Tabii olarak Baumann soruyor: “Avustralya’dan sığınma talep eden ve kendilerini Woomera’nın dikenli tellerine atan ya da ‘karasularına girmelerini önlemek için’ Christmas Island ve Nauru’da Avustralya hükümeti tarafından inşa edilen toplama kamplarına kapatılan Afgan mültecileri şu anda kim hatırlıyor? Ya da ‘BM Mülteciler Yüksek Komiserliği tarafından haklarından mahrum bırakıldıktan sonra’ Kahire’nin merkezinde polis tarafından öldürülen onlarca Sudanlı sürgünü?”

Bauman, “biz ve onlar” ayrımına meyyal olduğumuzu, politikacılar ve medyanın büyük bir bölümü tarafından teşvik edilen “suçtan önce suçlu” duruşunda birleştiğimizi söylüyor. “Nihayetinde ‘güvenlikleştirme’ politikası acı içindeki hedeflerin görüntüsü karşısında biz seyircilerin vicdan sızılarını peşinen bastırmaya yarıyor ve göçmen meselesinin ‘kayıtsızlık’a uğramasına yol açıyor. Yani, onları ve onlara yapılanları ahlaki değerlendirmeden muaf kılıyor” diyor.

Michel Agier’in “göz politikası”na göre, “Bir yanda, temiz, sağlıklı ve görünür dünya, diğer yanda kalıntı ‘artıkların’ karanlık, hastalıklı ve görünmez dünyası.” Etrafı çitlenmiş, şehrin uzaklarında kurulan kampların, yüzen platformların varlığı, mültecileri hayatta tutmaktan ziyade varlıklarını ortalıktan kaldırmak görevini görüyor. Şöyle diyelim, öldürmeden yok etmek için bulunmuş 'hayırsever' bir çare.

Zygmunt Bauman, Kapımızdaki Yabancılar, çev: Emre Barca, Ayrıntı Yayınları, 2018.

BİZİ HAFİFLETEN SEBEPLER... 

Bauman’a göre, onlara baktığımızda gördüğümüz ve ahlaken kayıtsızlığımızın sorgusuzluğunu sağlayan şeylerden biri küresel güçlerin varlığı. Ülkelerin başına gelenler ve gelecekler bu küresel güçler yüzünden. Mülteciler ise uzaklardan gelen kötü haberin elçileri gibiler. Böylece 'gazabımızı vekaleten yakında, elimizin altındakilere' yöneltebiliyoruz. Her birimizi hafifleten bir sebep bu.

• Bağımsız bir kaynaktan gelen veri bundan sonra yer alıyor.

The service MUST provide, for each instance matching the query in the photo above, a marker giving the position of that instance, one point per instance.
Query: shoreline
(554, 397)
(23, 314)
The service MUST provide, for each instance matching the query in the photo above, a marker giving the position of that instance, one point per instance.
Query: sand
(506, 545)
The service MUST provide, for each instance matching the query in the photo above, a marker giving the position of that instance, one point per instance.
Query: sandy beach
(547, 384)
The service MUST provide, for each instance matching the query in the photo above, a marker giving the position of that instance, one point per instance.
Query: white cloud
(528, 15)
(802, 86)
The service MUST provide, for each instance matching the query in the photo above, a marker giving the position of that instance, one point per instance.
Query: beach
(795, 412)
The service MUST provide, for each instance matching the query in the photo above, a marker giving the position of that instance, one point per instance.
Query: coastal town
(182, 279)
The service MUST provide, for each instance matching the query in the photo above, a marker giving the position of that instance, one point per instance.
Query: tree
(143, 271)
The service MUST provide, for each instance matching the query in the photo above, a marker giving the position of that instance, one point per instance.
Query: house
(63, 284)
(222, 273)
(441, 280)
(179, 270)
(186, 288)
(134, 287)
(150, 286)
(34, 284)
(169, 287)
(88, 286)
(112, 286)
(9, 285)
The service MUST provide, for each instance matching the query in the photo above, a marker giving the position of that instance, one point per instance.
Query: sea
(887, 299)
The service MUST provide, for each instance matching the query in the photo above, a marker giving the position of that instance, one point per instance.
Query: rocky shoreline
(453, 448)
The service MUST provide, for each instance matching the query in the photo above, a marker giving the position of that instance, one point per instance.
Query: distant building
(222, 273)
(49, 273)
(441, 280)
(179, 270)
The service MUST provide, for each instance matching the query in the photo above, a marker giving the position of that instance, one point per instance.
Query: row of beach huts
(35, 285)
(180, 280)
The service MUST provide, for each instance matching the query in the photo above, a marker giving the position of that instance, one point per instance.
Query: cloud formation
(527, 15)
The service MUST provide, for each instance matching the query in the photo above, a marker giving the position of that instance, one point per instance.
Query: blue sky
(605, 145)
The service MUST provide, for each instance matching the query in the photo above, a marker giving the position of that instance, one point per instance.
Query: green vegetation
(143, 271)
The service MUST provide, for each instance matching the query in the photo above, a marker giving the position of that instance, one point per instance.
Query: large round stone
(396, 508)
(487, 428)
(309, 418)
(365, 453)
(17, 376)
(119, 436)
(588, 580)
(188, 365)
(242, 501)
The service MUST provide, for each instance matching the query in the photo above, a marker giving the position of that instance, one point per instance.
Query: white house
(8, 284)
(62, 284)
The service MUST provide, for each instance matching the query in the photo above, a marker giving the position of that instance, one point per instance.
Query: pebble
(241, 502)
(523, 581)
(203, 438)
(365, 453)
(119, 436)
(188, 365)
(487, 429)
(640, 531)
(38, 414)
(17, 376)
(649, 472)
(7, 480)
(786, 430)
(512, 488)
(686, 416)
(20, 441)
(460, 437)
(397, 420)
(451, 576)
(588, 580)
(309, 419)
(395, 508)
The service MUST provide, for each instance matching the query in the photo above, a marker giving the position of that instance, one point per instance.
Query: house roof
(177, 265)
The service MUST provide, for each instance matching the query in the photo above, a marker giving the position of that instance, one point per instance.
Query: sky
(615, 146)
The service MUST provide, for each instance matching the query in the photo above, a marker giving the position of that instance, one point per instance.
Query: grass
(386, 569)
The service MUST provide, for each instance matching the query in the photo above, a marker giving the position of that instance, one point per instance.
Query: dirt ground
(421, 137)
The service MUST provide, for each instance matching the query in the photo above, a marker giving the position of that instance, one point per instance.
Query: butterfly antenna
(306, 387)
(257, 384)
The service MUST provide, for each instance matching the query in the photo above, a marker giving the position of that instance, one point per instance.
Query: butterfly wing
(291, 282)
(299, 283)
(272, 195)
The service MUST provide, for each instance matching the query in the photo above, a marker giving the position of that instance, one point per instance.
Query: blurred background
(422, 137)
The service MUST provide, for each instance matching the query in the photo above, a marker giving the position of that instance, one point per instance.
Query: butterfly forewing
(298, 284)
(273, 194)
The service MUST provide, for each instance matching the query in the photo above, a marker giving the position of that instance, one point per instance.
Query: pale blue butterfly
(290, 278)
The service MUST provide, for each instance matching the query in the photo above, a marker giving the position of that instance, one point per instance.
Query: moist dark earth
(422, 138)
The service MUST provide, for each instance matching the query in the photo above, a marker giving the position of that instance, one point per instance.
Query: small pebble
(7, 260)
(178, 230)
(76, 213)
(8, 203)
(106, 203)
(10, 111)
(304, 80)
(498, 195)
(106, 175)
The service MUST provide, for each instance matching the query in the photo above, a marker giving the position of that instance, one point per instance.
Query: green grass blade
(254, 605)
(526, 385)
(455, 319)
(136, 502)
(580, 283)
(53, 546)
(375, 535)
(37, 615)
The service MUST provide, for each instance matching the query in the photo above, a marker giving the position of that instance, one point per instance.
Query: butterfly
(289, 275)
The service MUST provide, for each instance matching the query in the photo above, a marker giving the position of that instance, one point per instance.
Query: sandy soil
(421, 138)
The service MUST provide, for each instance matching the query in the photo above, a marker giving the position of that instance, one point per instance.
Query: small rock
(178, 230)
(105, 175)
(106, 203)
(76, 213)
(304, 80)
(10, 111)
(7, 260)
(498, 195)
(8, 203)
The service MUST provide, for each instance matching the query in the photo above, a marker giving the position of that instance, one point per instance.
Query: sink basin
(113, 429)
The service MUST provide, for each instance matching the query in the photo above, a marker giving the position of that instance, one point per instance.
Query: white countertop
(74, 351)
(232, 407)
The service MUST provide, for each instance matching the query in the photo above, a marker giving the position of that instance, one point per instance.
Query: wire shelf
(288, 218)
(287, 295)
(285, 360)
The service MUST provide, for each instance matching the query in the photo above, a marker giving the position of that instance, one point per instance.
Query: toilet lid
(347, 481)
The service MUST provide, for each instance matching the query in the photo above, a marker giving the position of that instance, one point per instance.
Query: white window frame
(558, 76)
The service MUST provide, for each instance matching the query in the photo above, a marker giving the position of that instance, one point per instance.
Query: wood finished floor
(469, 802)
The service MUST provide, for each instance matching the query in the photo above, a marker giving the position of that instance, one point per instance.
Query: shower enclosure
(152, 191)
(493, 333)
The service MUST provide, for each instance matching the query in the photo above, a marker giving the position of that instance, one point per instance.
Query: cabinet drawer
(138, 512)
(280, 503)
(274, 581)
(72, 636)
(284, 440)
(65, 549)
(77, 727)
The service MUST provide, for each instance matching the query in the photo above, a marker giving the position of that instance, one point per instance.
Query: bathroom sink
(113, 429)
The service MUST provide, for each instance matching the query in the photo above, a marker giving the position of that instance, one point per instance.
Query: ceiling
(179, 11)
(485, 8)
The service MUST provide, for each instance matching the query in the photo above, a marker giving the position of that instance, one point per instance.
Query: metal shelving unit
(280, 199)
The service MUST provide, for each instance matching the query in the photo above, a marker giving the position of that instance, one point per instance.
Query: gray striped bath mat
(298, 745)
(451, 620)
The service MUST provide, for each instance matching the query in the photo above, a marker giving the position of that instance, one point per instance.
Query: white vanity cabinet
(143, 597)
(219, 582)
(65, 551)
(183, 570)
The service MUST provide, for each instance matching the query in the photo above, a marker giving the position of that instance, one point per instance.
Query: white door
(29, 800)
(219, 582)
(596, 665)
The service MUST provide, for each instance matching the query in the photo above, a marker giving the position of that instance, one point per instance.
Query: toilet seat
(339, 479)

Bauman, ikinci olarak dibe vurduklarından şüphelenen, varoluşsal belirsizlik içinde yüzmeye çalışan ya da batmak üzere olan, depresif, toplum dışına itileceği için uyumsuz olmakta korkan, ücreti ödenmeyen, güvenliksiz, kırılgan ve savunmasız stajyerler olan çoğunluğun onlara baktıkça ne gördüğünü anlatıyor. Dibin de altının olduğunu görmek, bu insanların öz-saygılarından geriye ne kalmışsa kurtarıyor. Üstüne “milliyetçilik onlara batmakta olan ya da çoktan mevta olmuş öz-saygıları için hayalleri süsleyen bir can simidi sağlıyor” diyor.

Meselenin bir diğer yanı ise bunca ayıbı örtecek cinsten olmasa da sanırım daha anlaşılabilir. Ulaşım araçlarında, yürürken, bir mekanda otururken 'onları' gördüğümüzde yüzümüzde beliren anlama gayretinin, ürkekliğin ya da kötüsü, mesafeyi korumakta ısrar eden nefretin sebebini ise şöyle açıklıyor Bauman: “Mahallelerimizde, şehrin caddelerinde ya da iş yerlerinde birlikte yaşadığımız insanları sıradan bir şekilde dost ya da düşman olarak ayırırız. Hangi kategoriye koyarsak koyalım, onlara nasıl davranacağımızı ve ilişkilerimizi nasıl idare edeceğimizi iyi biliriz. Oysa yabancılara dair bilgimiz onların hareketlerini okuyamayacak ve uygun tepkiyi ortaya koyamayacak kadar azdır.”

Bauman, paleoantropolojik bulguların, bugün yaşayan herkesin Afrika kökenli olduğunu söylediğini hatırlatıyor. Sınırların çizilmesiyle gelinen nokta bu.